2023 Q1 Hyperledger Indy

Created by Stephen Curran.


Distributed Ledger

Client Tools


Project Health

A major milestone was hit in the Hyperledger Indy project this quarter. The Indy Node Continuous Integration/Continuous Delivery (CI/CD) pipeline to automate the build, testing and publishing of the Indy ledger artifacts was completed. We now have Indy Node release candidates in place based on Ubuntu 20.04, and being used in live Indy instances. The process is fully automated, including the execution of the indy-test-automation tests. Tags in either indy-node or its dependent indy-plenum trigger the full pipeline and artifact publication.

At the end of the quarter, the Indy/Aries community began a push to eliminate the use of the Indy SDK in favor of the so-called shared components, [Indy VDR] (the client ledger interface to Indy networks), indy-shared-rs (an AnonCreds implementation and Indy client utilities) and Aries Askar (secure storage and key management service). BC Gov announced a series of five “Code With Us” opportunities to facilitate this transition, each focused on a transition of the use of the Indy SDK to the shared components. This is a significant transition, as the Indy SDK is difficult to maintain and release, and has some demonstrated performance issues. The shared components address these concerns, by breaking up the Indy SDK into its component parts, each with wrappers and an end-to-end CI/CD pipeline. Apples-to-apples testing of the Indy SDK performance and the shared components performance shows that the shared components are both faster and more stable.

The AnonCreds Rust implementation previously in indy-shared-rs has been moved to the new Hyperledger AnonCreds project and the anoncreds-rs repository. In the shared components migration from the Indy SDK talked about above, the anoncreds-rs AnonCreds implementation will be used. A pair of Indy AnonCreds Methods will remain, one based on the existing Indy AnonCreds objects identifiers, and one based on the new “did:indy” object identifiers. This change will simplify the transition to “did:indy”.

Per the Indy Quarterly Activity Dashboard, there were 100 commits (almost double from last quarter) from 13 contributors (up one).

Questions/Issues for the TSC

Issues from previous reports

Build Pipelines

Update : The Ubuntu upgrade is complete, producing releases and compatibility with the Ubuntu 16.04 instance has been tested. To be removed from the next report.

Diversity of Contributor Community

No Update : Little change this quarter in contributor community. Lots of interest, but core maintainers continue to do most of the work.
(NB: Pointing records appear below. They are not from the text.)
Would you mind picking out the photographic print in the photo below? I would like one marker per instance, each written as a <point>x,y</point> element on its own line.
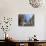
<point>26,19</point>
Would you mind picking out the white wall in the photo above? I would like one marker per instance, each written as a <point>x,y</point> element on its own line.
<point>12,8</point>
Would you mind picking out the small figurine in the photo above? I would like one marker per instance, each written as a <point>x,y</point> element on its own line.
<point>35,38</point>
  • indy-node (Ubuntu 20.04) – v1.13.2-rc4

Overall Activity in the Past Quarter

In the past quarter (as in the previous quarter), ledger code development focused on code management – upgrading the Indy Node and Plenum CI/CD pipeline and upgrading Indy Node to run on Ubuntu 20.04. A particular focus was on the indy-test-automation pipeline, and enabling its use for both Indy Node releases and for the downstream Sovrin Node releases.

Much activity occurred in extracting the AnonCreds Rust implementation from the indy-shared-rs repository to the standalone anoncreds-rs repository.

Current Plans

With the new CI/CD Indy Node and Plenum pipelines complete, and the Ubuntu 20.04 indy-node upgrade available, the core maintainers are focused on their downstream releases.

The Aries Frameworks are moving to indy-vdr and [aries-askar] and away from indy-sdk. As that happens, adjustments and additions will be made to the newer repositories. The high priority work on Hyperledger AnonCreds implementation will also drive that effort.

A focus on pushing the “did:indy” DID Method is enabled by the upgrade of Indy Node to the new Ubuntu 20.04-based releases.

Maintainer Diversity

No change the Maintainers this quarter.

Contributor Diversity

See the Indy Quarterly Activity Dashboard for information about contributors this quarter.